Expression of melanoma-stem markers in parental or drug-selected cells as analyzed by qPCR and western blot.

Figure 4

Drug-selected melanoma cells had lower levels of kinase activation than parental cells. (A) phosphor-kinase antibody array showed differential levels of different phosphor-proteins in parental or drug-selected cells. The quantification of blot intensities were shown (n=2; data were mean ±SD; *, p < 0.05.). (B) Western blot analysis of phosphor-tyrosine proteins in parental or drug-selected cells.
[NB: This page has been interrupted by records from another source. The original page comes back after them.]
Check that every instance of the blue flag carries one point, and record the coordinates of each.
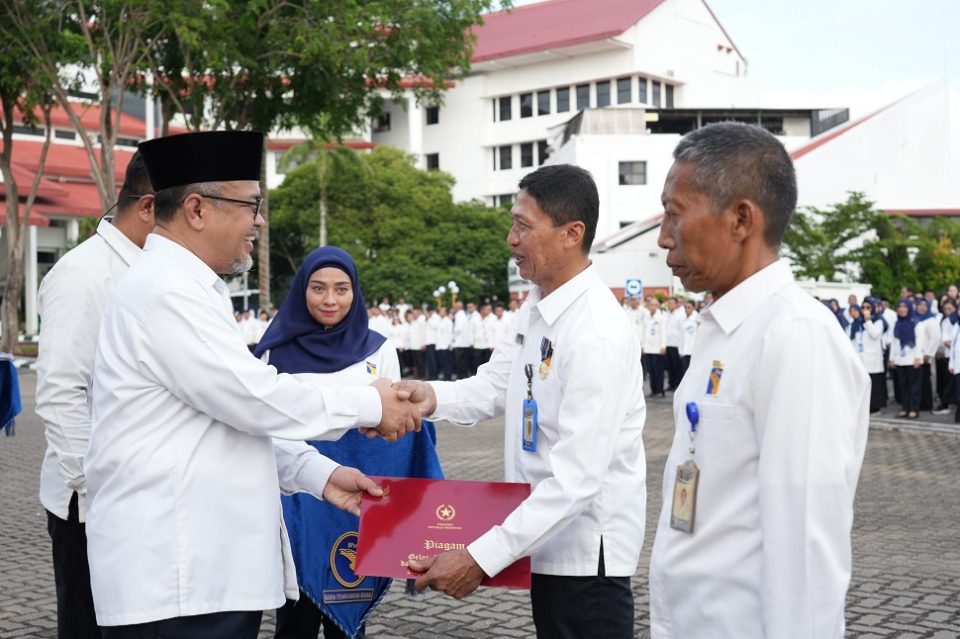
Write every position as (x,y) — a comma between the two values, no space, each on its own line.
(323,538)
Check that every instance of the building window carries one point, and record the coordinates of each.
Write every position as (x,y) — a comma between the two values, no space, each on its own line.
(543,152)
(526,105)
(603,93)
(624,90)
(633,173)
(543,103)
(506,158)
(526,154)
(583,97)
(505,105)
(563,99)
(382,123)
(27,130)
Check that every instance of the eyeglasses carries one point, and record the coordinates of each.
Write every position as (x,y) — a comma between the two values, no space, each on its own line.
(255,204)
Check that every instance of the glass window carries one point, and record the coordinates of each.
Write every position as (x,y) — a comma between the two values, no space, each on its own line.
(505,107)
(624,90)
(633,173)
(583,97)
(543,152)
(526,154)
(563,99)
(603,93)
(506,157)
(526,105)
(543,103)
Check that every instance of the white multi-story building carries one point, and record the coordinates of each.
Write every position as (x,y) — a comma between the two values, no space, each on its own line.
(537,66)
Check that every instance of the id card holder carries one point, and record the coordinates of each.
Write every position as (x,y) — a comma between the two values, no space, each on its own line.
(530,425)
(683,513)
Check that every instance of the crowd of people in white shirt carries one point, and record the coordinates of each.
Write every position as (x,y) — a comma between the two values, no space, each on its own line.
(441,343)
(912,342)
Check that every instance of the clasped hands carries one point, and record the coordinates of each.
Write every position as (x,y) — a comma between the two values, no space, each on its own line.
(404,405)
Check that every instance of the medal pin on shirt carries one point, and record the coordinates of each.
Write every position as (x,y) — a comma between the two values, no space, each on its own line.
(683,513)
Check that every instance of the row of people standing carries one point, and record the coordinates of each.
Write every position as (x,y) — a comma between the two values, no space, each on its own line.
(667,338)
(436,343)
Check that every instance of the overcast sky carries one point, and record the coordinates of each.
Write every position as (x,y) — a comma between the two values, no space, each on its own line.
(860,54)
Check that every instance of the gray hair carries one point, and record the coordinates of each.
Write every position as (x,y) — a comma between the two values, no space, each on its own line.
(736,161)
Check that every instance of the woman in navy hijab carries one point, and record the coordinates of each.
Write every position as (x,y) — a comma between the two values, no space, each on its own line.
(321,332)
(906,357)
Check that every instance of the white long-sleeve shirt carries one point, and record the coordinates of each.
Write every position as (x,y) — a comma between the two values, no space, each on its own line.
(183,475)
(70,304)
(588,472)
(779,446)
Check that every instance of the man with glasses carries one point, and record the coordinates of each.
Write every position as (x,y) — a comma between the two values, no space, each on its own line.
(71,301)
(185,532)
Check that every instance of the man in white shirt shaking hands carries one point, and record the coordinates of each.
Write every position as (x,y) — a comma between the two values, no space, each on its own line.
(573,354)
(771,417)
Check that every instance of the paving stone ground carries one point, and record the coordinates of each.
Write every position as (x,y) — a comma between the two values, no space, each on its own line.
(906,579)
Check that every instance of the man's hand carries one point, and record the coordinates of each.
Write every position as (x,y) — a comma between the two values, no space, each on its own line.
(345,489)
(454,572)
(421,395)
(399,415)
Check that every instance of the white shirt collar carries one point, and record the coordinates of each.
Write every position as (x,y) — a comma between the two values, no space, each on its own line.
(553,305)
(745,298)
(115,239)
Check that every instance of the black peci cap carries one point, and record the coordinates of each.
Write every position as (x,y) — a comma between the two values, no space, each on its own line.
(212,156)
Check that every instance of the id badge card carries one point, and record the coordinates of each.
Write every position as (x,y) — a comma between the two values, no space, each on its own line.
(530,425)
(684,511)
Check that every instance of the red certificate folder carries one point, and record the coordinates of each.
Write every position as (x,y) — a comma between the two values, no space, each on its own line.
(419,518)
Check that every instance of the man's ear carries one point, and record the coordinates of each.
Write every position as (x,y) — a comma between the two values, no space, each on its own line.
(193,211)
(748,220)
(573,234)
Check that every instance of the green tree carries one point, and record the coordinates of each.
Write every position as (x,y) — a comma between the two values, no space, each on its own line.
(328,160)
(23,92)
(823,242)
(400,224)
(325,67)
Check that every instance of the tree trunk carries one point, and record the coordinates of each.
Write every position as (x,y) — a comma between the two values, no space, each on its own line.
(263,250)
(323,216)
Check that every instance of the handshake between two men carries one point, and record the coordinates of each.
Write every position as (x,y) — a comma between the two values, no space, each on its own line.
(404,405)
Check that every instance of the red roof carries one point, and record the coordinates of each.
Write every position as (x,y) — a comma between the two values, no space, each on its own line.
(554,24)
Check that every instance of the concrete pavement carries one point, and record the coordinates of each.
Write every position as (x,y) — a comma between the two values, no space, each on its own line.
(906,580)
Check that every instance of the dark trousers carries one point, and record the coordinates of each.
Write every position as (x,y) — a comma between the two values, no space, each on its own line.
(909,381)
(654,363)
(71,573)
(302,620)
(674,367)
(461,361)
(430,362)
(926,387)
(445,363)
(582,607)
(216,625)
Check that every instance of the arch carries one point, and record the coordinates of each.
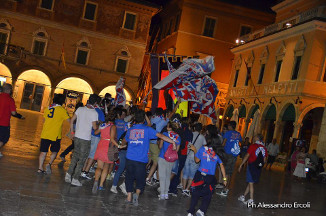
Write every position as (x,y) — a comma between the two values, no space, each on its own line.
(229,112)
(288,113)
(269,112)
(111,89)
(89,82)
(75,84)
(5,73)
(35,76)
(308,109)
(242,111)
(252,111)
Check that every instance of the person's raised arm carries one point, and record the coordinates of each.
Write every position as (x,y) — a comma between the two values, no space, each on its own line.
(113,132)
(245,159)
(175,109)
(72,122)
(166,139)
(193,148)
Significantly lower levels of phosphor-proteins in drug-selected cells were indicated by arrows. Line-histograms were generated by Image J.

Figure 5

Higher expression of ANGPTL4 in drug-selected cells contributed to angiogenic activity through glycosaminoglycan modification on proteoglycans. (A) GSEA analysis showed that ANGPTL4 was the enriched in the gene sets related to oncogenic features. qPCR and western blot analysis demonstrated the higher expression level of ANGPTL4 in drug-selected cells. (B) Tube formation assay showed significantly connected and aligned cells by drug-selected cells, but not seen by parental cells. (C) Pretreatment with anti-ANGPTL4 antibody reduced tube-forming activity of drug-selected cells. (n=4; data were mean ±SD; **, p < 0.01; *, p < 0.05.) (D) qPCR analysis at expression of several heparan-sulfate proteoglycans (SDC1, SDC2, and SDC4) and sulfate transferases (HS2ST1 and NDST1) in parental and drug-selected cells. (E) Pretreatment with chemical inhibitors to reduce sulfate groups (by NaClO₃, sodium chlorate) or carbohydrate chain biosynthesis (by XylPyr, xylopyroside) inhibited tube-forming activity of drug-selected cells. (n=4; data were mean ±SD; **, p < 0.01; *, p < 0.05.).

Figure 6

Effects of suppression of ANGPTL4 expression on cellular activities in drug-selected cells. (A) ANGPTL4 expression level was reduced by transfection of ANGPTL4-specific shRNA as examined by qPCR and flow cytometry. (n=3; data were mean ±SD; **, p < 0.01) (B) in vitro tube forming ability of drug-selected cells was abolished by the suppression of ANGPTL4 expression. (C) cell proliferation assay showed no difference in cell number between parental and drug-selected cells. (n=3; data were mean ±SD; ns: not significant with p = 0.08). (D) upon suppression of ANGPTL4 expression in drug-selected cells, the sensitivity toward carmustine was increased as indicated by less survival. (n=6; data were mean ±SD; **, p < 0.01; *, p < 0.05.). (E) sphere forming ability was abolished by suppression of ANGPTL4 expression. (F) transwell assay showed no difference in migrated cells between parental and drug-selected cells. (n=6; data were mean ±SD).

Figure 7

Effects of suppression of ANGPTL4 expression on melanoma-stem marker expression and phosphor-protein expressions in drug-selected cells. (A) Effect of the ANGPTL4 suppression on expression of melanoma-stem markers in drug-selected cells as analyzed by qPCR. (B) Effect of the ANGPTL4 suppression on expression of phosphor-tyrosine proteins in drug-selected cells as analyzed by western blot analysis. Significantly higher levels of phosphor-proteins in drug-selected cells were indicated by arrows. Line-histograms were generated by Image J.